Re: A mini postmortem on snapshot failures

2017-01-04 Thread Erb, Stephan
I am not aware of tickets or work on the _exact_ problem described in this 
thread.

However, there is currently some on-going work to improve scheduler performance 
and availability during snaphshots on large clusters:

• https://reviews.apache.org/r/54883/  (still pending)
• https://reviews.apache.org/r/54774/ with associated ticket 
https://issues.apache.org/jira/browse/AURORA-1861 (already merged)

Maybe those are also interesting for you.

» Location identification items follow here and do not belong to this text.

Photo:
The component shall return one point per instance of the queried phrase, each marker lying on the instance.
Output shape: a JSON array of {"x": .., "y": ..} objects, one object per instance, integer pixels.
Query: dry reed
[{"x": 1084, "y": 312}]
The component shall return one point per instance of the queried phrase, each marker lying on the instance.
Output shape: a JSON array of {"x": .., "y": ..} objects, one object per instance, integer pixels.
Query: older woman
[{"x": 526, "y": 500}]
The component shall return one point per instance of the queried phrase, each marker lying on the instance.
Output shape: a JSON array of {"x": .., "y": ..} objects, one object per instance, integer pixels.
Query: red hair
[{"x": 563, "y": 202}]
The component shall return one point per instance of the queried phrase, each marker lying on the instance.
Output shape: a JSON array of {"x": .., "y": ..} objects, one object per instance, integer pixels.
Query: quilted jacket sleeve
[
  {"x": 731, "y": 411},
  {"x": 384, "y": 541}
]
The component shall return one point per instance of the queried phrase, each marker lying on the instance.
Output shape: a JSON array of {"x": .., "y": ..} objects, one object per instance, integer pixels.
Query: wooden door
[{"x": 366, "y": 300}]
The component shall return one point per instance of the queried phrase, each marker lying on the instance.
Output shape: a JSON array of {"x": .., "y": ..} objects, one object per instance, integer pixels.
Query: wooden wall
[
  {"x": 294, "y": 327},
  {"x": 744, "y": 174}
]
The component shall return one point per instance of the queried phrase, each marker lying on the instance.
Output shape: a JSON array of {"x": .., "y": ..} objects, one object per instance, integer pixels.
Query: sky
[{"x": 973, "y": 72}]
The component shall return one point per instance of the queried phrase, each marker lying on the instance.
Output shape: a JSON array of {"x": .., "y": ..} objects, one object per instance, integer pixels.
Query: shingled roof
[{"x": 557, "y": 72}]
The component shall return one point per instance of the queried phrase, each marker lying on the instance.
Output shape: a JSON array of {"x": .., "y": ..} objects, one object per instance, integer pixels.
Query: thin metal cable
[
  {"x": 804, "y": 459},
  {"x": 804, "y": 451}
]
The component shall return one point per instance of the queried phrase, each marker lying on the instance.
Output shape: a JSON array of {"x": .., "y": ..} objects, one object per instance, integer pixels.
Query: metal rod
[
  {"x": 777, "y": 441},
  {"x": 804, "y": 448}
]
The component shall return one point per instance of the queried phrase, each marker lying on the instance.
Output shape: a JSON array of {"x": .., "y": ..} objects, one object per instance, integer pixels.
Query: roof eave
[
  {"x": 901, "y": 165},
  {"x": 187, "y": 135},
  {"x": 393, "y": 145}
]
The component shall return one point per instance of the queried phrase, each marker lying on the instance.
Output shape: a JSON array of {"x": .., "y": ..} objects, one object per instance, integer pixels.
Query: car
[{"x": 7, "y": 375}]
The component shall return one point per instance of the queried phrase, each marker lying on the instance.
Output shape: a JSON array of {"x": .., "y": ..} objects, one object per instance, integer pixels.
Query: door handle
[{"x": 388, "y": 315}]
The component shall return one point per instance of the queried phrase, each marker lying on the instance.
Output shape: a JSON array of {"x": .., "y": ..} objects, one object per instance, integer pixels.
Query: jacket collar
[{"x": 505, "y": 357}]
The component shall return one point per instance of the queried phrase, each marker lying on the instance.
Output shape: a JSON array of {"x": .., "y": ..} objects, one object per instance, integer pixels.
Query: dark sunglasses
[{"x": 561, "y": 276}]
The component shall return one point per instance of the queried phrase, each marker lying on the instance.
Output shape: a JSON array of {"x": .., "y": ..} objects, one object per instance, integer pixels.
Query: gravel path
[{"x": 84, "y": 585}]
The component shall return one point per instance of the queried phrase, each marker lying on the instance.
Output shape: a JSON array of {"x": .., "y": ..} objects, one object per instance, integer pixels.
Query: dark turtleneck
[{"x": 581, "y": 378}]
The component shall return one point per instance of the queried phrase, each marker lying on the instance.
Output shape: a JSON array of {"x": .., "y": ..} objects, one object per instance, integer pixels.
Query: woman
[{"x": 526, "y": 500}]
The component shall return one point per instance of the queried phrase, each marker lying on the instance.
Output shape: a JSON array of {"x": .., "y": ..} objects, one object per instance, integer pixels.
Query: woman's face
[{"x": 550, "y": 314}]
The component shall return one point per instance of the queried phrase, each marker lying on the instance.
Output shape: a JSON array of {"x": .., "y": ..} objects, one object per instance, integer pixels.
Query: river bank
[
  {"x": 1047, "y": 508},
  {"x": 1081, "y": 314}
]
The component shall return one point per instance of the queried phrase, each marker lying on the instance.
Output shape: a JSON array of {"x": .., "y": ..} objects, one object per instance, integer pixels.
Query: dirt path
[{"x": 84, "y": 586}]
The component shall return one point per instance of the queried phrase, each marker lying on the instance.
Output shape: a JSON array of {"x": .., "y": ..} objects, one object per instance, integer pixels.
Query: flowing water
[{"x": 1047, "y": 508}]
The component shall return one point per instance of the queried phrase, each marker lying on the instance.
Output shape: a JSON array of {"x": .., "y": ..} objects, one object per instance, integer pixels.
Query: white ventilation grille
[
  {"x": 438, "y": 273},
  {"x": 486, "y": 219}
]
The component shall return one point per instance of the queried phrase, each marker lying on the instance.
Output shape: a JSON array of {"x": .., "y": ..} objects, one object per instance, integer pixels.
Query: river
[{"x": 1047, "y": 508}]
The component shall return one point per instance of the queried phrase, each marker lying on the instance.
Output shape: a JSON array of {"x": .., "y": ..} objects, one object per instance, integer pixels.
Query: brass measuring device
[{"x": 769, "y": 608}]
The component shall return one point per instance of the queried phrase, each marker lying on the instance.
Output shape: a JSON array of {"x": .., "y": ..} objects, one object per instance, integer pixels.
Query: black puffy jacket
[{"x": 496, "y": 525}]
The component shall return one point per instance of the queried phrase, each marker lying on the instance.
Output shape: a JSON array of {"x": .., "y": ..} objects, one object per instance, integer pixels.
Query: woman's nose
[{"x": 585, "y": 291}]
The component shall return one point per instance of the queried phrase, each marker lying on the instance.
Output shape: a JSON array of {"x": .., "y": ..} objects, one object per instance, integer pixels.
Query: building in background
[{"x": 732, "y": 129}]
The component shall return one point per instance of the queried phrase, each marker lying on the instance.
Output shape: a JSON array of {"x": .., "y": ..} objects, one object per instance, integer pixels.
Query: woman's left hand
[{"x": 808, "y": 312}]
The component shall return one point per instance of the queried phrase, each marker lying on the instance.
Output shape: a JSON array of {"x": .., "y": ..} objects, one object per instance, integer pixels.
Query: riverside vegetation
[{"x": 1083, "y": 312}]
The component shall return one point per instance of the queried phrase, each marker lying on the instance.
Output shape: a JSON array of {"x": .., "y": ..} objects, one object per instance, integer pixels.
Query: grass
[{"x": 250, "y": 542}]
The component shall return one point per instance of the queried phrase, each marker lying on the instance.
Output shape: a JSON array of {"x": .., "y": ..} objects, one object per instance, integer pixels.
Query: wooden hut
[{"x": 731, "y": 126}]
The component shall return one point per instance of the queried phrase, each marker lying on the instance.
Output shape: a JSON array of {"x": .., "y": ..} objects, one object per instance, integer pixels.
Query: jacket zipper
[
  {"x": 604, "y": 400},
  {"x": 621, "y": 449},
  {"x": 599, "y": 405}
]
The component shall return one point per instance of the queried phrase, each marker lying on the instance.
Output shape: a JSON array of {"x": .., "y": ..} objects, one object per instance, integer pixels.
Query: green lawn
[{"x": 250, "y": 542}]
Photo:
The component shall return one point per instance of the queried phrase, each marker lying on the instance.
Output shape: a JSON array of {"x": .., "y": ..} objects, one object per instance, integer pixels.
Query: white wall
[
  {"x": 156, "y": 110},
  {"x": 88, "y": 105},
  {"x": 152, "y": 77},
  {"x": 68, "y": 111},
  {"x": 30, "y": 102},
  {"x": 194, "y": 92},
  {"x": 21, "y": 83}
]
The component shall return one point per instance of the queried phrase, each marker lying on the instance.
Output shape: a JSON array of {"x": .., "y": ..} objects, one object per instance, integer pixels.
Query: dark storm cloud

On 31/12/2016, 00:03, "meghdoot bhattacharya"  
wrote:

Is there a ticket for this? In our large test cluster, we hit into this 
under heavy load.
Thx

  From: John Sirois 
 To: dev@aurora.apache.org 
 Sent: Wednesday, October 5, 2016 11:04 AM
 Subject: Re: A mini postmortem on snapshot failures
   
On Tue, Oct 4, 2016 at 11:55 AM, Joshua Cohen  wrote:

> Hi Zameer,
>
> Thanks for this writeup!
>
> I think one other option to consider would be using a connection for
> writing the snapshots that's not bound by the pool's maximum checkout 
time.
> I'm not sure if this is feasible or not, but I worry that there's
> potentially no upper bound on raising the maximum checkout time as the 
size
> of a cluster grows or its read traffic grows. It feels a bit heavy weight
> to up the max checkout time when potentially the only connection exceeding
> the limits is the one writing the snapshot.
>

+1 to the above, it would be great if the snapshotter thread could grab its
own dedicated connection.  In fact, since the operation is relatively rare
(compared to all other reads and writes), it could even grab and dispose of
a new connection per-snapshot to simplify things (ie: no need to check for
a stale connection like you would have to if you grabbed one and tried to
hold it for the lifetime of the scheduler process).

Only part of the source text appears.